The effect of 5‐HT1A receptor agonists on the entopeduncular nucleus is modified in 6‐hydroxydopamine‐lesioned rats

L-DOPA prolonged treatment leads to disabling motor complications as dyskinesia that could be decreased by drugs acting on 5-HT1A receptors. Since the internal segment of the globus pallidus, homologous to the entopeduncular nucleus (EP) in rodents, seems to be involved in the etiopathology of L-DOPA-induced dyskinesia, we investigated whether the EP is modulated by the 5-HT1A receptor partial and full agonists, buspirone, and 8-hydroxy-2-(di-n-propylamino)-tetralin (8-OH-DPAT) in control and 6-hydroxydopamine (6-OHDA)-lesioned rats with or without long-term L-DOPA treatment. EXPERIMENTAL APPROACH Extracellular single-unit electrocorticogram and local field potential recordings under anaesthesia, immunostaining assays and optogenetic manipulation coupled to electrophysiological recordings were performed. KEY RESULTS Systemic buspirone reduced the EP firing rate in the sham animals and burst activity in the 6-OHDA-lesioned rats (with or without L-DOPA treatment), while local administration reduced EP activity in all the groups, regardless of DA integrity. Systemic 8-OH-DPAT also induced inhibitory effects only in the sham animals.
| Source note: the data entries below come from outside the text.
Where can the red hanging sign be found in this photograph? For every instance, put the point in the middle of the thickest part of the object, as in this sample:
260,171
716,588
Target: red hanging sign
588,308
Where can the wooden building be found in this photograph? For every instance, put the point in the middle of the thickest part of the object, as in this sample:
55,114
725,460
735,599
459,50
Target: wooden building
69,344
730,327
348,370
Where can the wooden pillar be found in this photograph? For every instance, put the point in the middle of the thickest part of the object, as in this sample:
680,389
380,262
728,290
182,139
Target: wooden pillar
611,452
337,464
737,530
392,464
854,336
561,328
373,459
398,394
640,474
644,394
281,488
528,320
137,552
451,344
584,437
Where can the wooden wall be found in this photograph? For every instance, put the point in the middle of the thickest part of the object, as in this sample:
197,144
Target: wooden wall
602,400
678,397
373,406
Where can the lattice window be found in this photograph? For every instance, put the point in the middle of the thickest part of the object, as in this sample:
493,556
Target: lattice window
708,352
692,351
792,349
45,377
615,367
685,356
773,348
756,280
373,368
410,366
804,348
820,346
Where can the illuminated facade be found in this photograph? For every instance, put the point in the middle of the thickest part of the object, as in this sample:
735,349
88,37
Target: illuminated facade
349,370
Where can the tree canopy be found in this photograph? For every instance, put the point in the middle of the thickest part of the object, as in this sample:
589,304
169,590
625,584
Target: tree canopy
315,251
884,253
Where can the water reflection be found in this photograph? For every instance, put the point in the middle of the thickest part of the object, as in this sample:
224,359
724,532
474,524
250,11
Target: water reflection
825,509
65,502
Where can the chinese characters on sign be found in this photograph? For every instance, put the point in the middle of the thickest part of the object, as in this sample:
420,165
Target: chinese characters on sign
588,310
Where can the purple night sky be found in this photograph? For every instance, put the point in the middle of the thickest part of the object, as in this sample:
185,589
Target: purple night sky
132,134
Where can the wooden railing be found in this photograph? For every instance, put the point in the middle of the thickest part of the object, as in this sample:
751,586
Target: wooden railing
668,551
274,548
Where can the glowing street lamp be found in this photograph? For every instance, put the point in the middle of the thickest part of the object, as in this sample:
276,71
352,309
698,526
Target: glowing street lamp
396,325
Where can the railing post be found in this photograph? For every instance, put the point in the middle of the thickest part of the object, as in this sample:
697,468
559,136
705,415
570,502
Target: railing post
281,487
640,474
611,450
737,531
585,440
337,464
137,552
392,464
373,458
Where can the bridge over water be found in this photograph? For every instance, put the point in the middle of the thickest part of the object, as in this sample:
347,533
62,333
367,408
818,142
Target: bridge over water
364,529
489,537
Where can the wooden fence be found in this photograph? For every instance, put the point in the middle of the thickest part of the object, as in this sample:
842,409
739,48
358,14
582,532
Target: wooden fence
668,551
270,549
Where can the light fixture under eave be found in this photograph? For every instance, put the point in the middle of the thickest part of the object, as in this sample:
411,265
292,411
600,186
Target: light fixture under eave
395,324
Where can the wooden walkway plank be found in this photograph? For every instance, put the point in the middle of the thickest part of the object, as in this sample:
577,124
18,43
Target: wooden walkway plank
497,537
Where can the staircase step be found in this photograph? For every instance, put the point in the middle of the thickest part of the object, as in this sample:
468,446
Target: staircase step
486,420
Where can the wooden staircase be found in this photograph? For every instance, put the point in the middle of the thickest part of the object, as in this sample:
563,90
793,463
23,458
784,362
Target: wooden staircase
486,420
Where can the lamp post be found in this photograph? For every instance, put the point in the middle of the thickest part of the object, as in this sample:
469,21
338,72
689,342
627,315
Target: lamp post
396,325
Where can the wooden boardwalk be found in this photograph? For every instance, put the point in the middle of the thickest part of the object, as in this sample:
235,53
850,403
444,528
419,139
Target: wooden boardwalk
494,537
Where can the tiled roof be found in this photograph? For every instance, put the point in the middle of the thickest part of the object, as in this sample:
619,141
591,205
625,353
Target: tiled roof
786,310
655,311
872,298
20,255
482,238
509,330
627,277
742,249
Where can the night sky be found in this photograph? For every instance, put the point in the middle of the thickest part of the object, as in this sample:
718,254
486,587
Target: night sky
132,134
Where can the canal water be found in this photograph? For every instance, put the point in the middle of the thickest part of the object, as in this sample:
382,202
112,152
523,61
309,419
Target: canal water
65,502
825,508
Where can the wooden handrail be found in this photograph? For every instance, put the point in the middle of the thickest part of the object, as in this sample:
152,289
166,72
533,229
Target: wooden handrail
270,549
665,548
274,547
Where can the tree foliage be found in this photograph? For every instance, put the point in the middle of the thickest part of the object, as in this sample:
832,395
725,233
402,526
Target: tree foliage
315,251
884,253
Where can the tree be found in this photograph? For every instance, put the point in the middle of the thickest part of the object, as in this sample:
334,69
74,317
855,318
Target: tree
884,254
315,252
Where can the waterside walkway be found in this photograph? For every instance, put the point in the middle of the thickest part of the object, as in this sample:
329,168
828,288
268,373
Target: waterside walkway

Effects triggered by buspirone and 8-OH-DPAT were reversed by the 5-HT1A receptor antagonist, WAY-100635. Neither buspirone nor 8-OH-DPAT modified the low-frequency oscillatory activity in the EP or its synchronization with the motor cortex. Buspirone did not alter the response induced by STN opto-stimulation in the EP. CONCLUSIONS AND IMPLICATIONS Systemic 5-HT1A receptor activation elicits different effects on the electrophysiological properties of the EP depending on the integrity of the nigrostriatal pathway, and it does not alter the relationship between STN and EP neuron activity.